012 genotype matrix using vcf tools
1
0
Entering edit mode
5.0 years ago
Ana ▴ 200

Hello everyone,

I have a vcf-file contains nearly 11millions SNPs. I want to convert my vcf file into 012 genotype matrix for LD pruning. I am using this code:

/data/programs/vcftools_0.1.13/bin/vcftools --vcf my.file.vcf
--012  --out output_geno.vcf


So, I get the output, but I am confused. According to manual the output 012 genotype matrix rows are individuals and columns are genotypes. I have 11million SNPs, should not get 11million columns (one columns per SNP)? when I count number of columns it is only nearly one million! Is there anything wrong or am I doing a ridiculous mistake? Thanks for any help to figure out my mistake ...

vcf tools genotype matrix columns • 6.2k views
0
Entering edit mode

Did you check the *.indiv and *.pos files that are also output with the --012 parameter?
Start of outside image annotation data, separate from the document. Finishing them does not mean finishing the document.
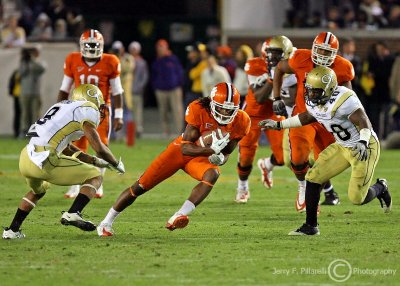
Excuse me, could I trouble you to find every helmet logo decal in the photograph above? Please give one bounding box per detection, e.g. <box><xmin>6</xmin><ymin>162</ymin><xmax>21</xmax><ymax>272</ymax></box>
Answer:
<box><xmin>86</xmin><ymin>89</ymin><xmax>100</xmax><ymax>106</ymax></box>
<box><xmin>321</xmin><ymin>74</ymin><xmax>332</xmax><ymax>85</ymax></box>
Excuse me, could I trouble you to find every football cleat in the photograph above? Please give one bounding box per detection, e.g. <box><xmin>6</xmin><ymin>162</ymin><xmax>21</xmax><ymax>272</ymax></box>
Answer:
<box><xmin>3</xmin><ymin>227</ymin><xmax>25</xmax><ymax>239</ymax></box>
<box><xmin>321</xmin><ymin>190</ymin><xmax>340</xmax><ymax>206</ymax></box>
<box><xmin>64</xmin><ymin>185</ymin><xmax>80</xmax><ymax>199</ymax></box>
<box><xmin>289</xmin><ymin>223</ymin><xmax>320</xmax><ymax>235</ymax></box>
<box><xmin>165</xmin><ymin>213</ymin><xmax>189</xmax><ymax>231</ymax></box>
<box><xmin>61</xmin><ymin>212</ymin><xmax>96</xmax><ymax>231</ymax></box>
<box><xmin>257</xmin><ymin>158</ymin><xmax>273</xmax><ymax>189</ymax></box>
<box><xmin>235</xmin><ymin>189</ymin><xmax>250</xmax><ymax>204</ymax></box>
<box><xmin>295</xmin><ymin>184</ymin><xmax>306</xmax><ymax>213</ymax></box>
<box><xmin>376</xmin><ymin>179</ymin><xmax>392</xmax><ymax>213</ymax></box>
<box><xmin>94</xmin><ymin>184</ymin><xmax>103</xmax><ymax>199</ymax></box>
<box><xmin>97</xmin><ymin>223</ymin><xmax>114</xmax><ymax>236</ymax></box>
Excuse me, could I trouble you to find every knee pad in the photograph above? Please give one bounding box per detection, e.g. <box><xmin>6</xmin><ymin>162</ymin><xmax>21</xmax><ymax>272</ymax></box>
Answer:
<box><xmin>129</xmin><ymin>181</ymin><xmax>147</xmax><ymax>197</ymax></box>
<box><xmin>270</xmin><ymin>154</ymin><xmax>284</xmax><ymax>166</ymax></box>
<box><xmin>290</xmin><ymin>161</ymin><xmax>310</xmax><ymax>175</ymax></box>
<box><xmin>81</xmin><ymin>184</ymin><xmax>97</xmax><ymax>192</ymax></box>
<box><xmin>31</xmin><ymin>181</ymin><xmax>50</xmax><ymax>194</ymax></box>
<box><xmin>237</xmin><ymin>163</ymin><xmax>253</xmax><ymax>176</ymax></box>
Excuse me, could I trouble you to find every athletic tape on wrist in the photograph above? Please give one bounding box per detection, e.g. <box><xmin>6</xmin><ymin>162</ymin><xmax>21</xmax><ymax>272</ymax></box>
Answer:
<box><xmin>114</xmin><ymin>108</ymin><xmax>124</xmax><ymax>119</ymax></box>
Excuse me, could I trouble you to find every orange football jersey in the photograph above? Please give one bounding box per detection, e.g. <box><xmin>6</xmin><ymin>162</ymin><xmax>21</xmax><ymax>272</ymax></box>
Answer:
<box><xmin>289</xmin><ymin>49</ymin><xmax>354</xmax><ymax>114</ymax></box>
<box><xmin>64</xmin><ymin>52</ymin><xmax>121</xmax><ymax>105</ymax></box>
<box><xmin>244</xmin><ymin>57</ymin><xmax>272</xmax><ymax>117</ymax></box>
<box><xmin>185</xmin><ymin>100</ymin><xmax>250</xmax><ymax>140</ymax></box>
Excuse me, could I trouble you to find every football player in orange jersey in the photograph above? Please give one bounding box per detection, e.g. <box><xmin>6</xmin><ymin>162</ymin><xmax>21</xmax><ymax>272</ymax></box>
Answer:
<box><xmin>58</xmin><ymin>29</ymin><xmax>124</xmax><ymax>198</ymax></box>
<box><xmin>273</xmin><ymin>32</ymin><xmax>354</xmax><ymax>212</ymax></box>
<box><xmin>235</xmin><ymin>36</ymin><xmax>297</xmax><ymax>203</ymax></box>
<box><xmin>97</xmin><ymin>82</ymin><xmax>250</xmax><ymax>236</ymax></box>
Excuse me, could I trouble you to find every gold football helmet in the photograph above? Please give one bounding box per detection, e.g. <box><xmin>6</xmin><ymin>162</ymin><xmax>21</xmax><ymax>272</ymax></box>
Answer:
<box><xmin>261</xmin><ymin>36</ymin><xmax>293</xmax><ymax>67</ymax></box>
<box><xmin>71</xmin><ymin>83</ymin><xmax>105</xmax><ymax>110</ymax></box>
<box><xmin>304</xmin><ymin>66</ymin><xmax>337</xmax><ymax>106</ymax></box>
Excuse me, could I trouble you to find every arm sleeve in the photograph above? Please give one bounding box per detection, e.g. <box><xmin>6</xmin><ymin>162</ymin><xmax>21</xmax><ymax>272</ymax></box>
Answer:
<box><xmin>110</xmin><ymin>76</ymin><xmax>124</xmax><ymax>95</ymax></box>
<box><xmin>185</xmin><ymin>103</ymin><xmax>201</xmax><ymax>128</ymax></box>
<box><xmin>60</xmin><ymin>75</ymin><xmax>74</xmax><ymax>93</ymax></box>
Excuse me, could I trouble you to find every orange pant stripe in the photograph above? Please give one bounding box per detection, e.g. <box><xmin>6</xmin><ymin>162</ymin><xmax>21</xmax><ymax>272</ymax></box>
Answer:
<box><xmin>201</xmin><ymin>181</ymin><xmax>214</xmax><ymax>187</ymax></box>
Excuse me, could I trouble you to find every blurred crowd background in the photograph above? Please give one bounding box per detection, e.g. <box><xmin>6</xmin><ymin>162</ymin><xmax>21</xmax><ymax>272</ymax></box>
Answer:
<box><xmin>0</xmin><ymin>0</ymin><xmax>400</xmax><ymax>147</ymax></box>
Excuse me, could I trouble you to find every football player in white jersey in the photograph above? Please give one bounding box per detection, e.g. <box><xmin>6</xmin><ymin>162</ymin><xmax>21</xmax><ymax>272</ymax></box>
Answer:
<box><xmin>3</xmin><ymin>84</ymin><xmax>125</xmax><ymax>239</ymax></box>
<box><xmin>259</xmin><ymin>66</ymin><xmax>392</xmax><ymax>235</ymax></box>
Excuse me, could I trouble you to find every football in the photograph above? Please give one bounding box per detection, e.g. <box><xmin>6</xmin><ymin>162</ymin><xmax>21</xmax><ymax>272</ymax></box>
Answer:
<box><xmin>196</xmin><ymin>128</ymin><xmax>227</xmax><ymax>147</ymax></box>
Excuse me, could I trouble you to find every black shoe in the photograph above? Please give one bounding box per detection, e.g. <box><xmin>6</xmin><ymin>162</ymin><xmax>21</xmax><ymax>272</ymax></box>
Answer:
<box><xmin>289</xmin><ymin>223</ymin><xmax>319</xmax><ymax>235</ymax></box>
<box><xmin>321</xmin><ymin>190</ymin><xmax>340</xmax><ymax>206</ymax></box>
<box><xmin>376</xmin><ymin>179</ymin><xmax>392</xmax><ymax>213</ymax></box>
<box><xmin>61</xmin><ymin>212</ymin><xmax>96</xmax><ymax>231</ymax></box>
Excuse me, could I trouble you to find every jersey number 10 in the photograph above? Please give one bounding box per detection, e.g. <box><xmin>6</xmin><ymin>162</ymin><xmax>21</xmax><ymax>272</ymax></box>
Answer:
<box><xmin>79</xmin><ymin>74</ymin><xmax>99</xmax><ymax>86</ymax></box>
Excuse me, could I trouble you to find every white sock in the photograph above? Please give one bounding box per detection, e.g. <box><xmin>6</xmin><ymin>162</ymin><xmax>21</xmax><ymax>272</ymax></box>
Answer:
<box><xmin>238</xmin><ymin>179</ymin><xmax>249</xmax><ymax>190</ymax></box>
<box><xmin>297</xmin><ymin>180</ymin><xmax>306</xmax><ymax>190</ymax></box>
<box><xmin>99</xmin><ymin>168</ymin><xmax>107</xmax><ymax>176</ymax></box>
<box><xmin>177</xmin><ymin>200</ymin><xmax>196</xmax><ymax>215</ymax></box>
<box><xmin>264</xmin><ymin>157</ymin><xmax>275</xmax><ymax>170</ymax></box>
<box><xmin>101</xmin><ymin>208</ymin><xmax>120</xmax><ymax>225</ymax></box>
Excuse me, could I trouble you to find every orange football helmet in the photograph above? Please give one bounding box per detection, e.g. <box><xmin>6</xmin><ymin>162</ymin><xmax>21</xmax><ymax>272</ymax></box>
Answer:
<box><xmin>210</xmin><ymin>82</ymin><xmax>240</xmax><ymax>125</ymax></box>
<box><xmin>311</xmin><ymin>32</ymin><xmax>339</xmax><ymax>67</ymax></box>
<box><xmin>261</xmin><ymin>36</ymin><xmax>293</xmax><ymax>67</ymax></box>
<box><xmin>79</xmin><ymin>29</ymin><xmax>104</xmax><ymax>59</ymax></box>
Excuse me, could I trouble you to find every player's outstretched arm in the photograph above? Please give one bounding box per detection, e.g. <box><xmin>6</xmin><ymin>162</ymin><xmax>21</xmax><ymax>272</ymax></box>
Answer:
<box><xmin>181</xmin><ymin>124</ymin><xmax>215</xmax><ymax>156</ymax></box>
<box><xmin>258</xmin><ymin>112</ymin><xmax>317</xmax><ymax>130</ymax></box>
<box><xmin>83</xmin><ymin>122</ymin><xmax>119</xmax><ymax>167</ymax></box>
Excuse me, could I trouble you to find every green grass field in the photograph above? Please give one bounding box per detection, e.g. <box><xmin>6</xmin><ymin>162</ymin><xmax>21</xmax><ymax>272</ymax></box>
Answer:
<box><xmin>0</xmin><ymin>138</ymin><xmax>400</xmax><ymax>286</ymax></box>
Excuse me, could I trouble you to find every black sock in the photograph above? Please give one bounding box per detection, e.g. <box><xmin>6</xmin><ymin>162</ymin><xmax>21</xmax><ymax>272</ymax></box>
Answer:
<box><xmin>306</xmin><ymin>181</ymin><xmax>321</xmax><ymax>226</ymax></box>
<box><xmin>68</xmin><ymin>193</ymin><xmax>90</xmax><ymax>213</ymax></box>
<box><xmin>10</xmin><ymin>208</ymin><xmax>29</xmax><ymax>232</ymax></box>
<box><xmin>362</xmin><ymin>183</ymin><xmax>385</xmax><ymax>205</ymax></box>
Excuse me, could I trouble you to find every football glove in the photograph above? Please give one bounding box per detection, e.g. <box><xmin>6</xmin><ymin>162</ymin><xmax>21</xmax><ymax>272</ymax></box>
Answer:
<box><xmin>208</xmin><ymin>153</ymin><xmax>225</xmax><ymax>166</ymax></box>
<box><xmin>258</xmin><ymin>119</ymin><xmax>282</xmax><ymax>130</ymax></box>
<box><xmin>110</xmin><ymin>158</ymin><xmax>125</xmax><ymax>175</ymax></box>
<box><xmin>351</xmin><ymin>140</ymin><xmax>368</xmax><ymax>161</ymax></box>
<box><xmin>92</xmin><ymin>156</ymin><xmax>111</xmax><ymax>168</ymax></box>
<box><xmin>272</xmin><ymin>98</ymin><xmax>288</xmax><ymax>117</ymax></box>
<box><xmin>253</xmin><ymin>73</ymin><xmax>269</xmax><ymax>88</ymax></box>
<box><xmin>210</xmin><ymin>131</ymin><xmax>229</xmax><ymax>154</ymax></box>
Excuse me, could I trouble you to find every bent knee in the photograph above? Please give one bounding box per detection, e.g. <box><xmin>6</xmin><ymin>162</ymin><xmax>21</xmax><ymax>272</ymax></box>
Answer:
<box><xmin>30</xmin><ymin>181</ymin><xmax>50</xmax><ymax>194</ymax></box>
<box><xmin>203</xmin><ymin>168</ymin><xmax>219</xmax><ymax>184</ymax></box>
<box><xmin>84</xmin><ymin>176</ymin><xmax>103</xmax><ymax>189</ymax></box>
<box><xmin>349</xmin><ymin>193</ymin><xmax>365</xmax><ymax>205</ymax></box>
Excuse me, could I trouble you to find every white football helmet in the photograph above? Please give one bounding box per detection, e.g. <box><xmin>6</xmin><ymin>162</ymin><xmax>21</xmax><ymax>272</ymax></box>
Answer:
<box><xmin>79</xmin><ymin>29</ymin><xmax>104</xmax><ymax>59</ymax></box>
<box><xmin>311</xmin><ymin>32</ymin><xmax>339</xmax><ymax>67</ymax></box>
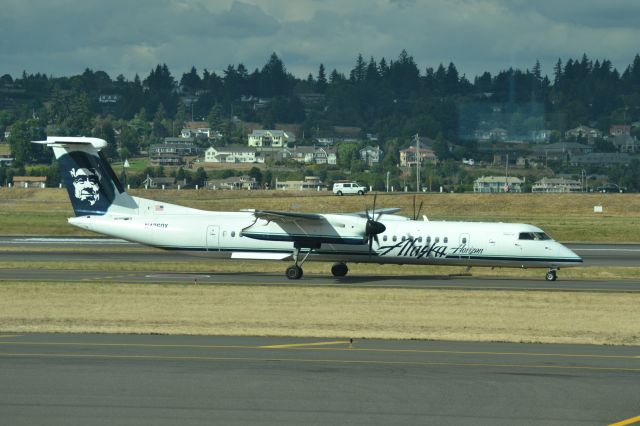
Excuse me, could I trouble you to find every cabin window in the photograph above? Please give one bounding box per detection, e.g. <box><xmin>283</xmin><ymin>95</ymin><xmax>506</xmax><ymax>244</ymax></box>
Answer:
<box><xmin>518</xmin><ymin>232</ymin><xmax>551</xmax><ymax>241</ymax></box>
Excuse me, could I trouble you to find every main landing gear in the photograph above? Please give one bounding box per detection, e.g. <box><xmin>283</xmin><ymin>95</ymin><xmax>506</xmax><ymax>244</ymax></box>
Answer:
<box><xmin>285</xmin><ymin>244</ymin><xmax>316</xmax><ymax>280</ymax></box>
<box><xmin>331</xmin><ymin>262</ymin><xmax>349</xmax><ymax>277</ymax></box>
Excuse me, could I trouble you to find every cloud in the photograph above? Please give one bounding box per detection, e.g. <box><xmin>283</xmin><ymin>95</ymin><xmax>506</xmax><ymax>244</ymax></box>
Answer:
<box><xmin>0</xmin><ymin>0</ymin><xmax>640</xmax><ymax>78</ymax></box>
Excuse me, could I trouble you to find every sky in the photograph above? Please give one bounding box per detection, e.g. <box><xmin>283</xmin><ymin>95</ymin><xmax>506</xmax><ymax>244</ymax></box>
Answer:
<box><xmin>0</xmin><ymin>0</ymin><xmax>640</xmax><ymax>81</ymax></box>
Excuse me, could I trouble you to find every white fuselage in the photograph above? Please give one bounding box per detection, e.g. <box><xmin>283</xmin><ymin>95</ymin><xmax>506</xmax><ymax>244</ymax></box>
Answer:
<box><xmin>69</xmin><ymin>197</ymin><xmax>581</xmax><ymax>268</ymax></box>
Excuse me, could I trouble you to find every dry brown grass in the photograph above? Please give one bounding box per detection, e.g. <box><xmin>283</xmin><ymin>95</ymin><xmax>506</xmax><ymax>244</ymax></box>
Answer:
<box><xmin>0</xmin><ymin>283</ymin><xmax>640</xmax><ymax>345</ymax></box>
The *.indiv file should obviously cotain the expected number of samples that were in the input VCF.

Also, check the log file that's produced, particularly the line:

"After filtering, kept X out of a possible Y Sites"

Kevin

0
Entering edit mode

How did you count the columns?

If you do something like this:

head -n 1 file.012  |  awk '{print NF}'


Do you have the right number of columns?

0
Entering edit mode
20 months ago
Jautis ▴ 510

The 012 output is n-by-features, rather than features-by-n. That means that each row is an individual and each column is a snp.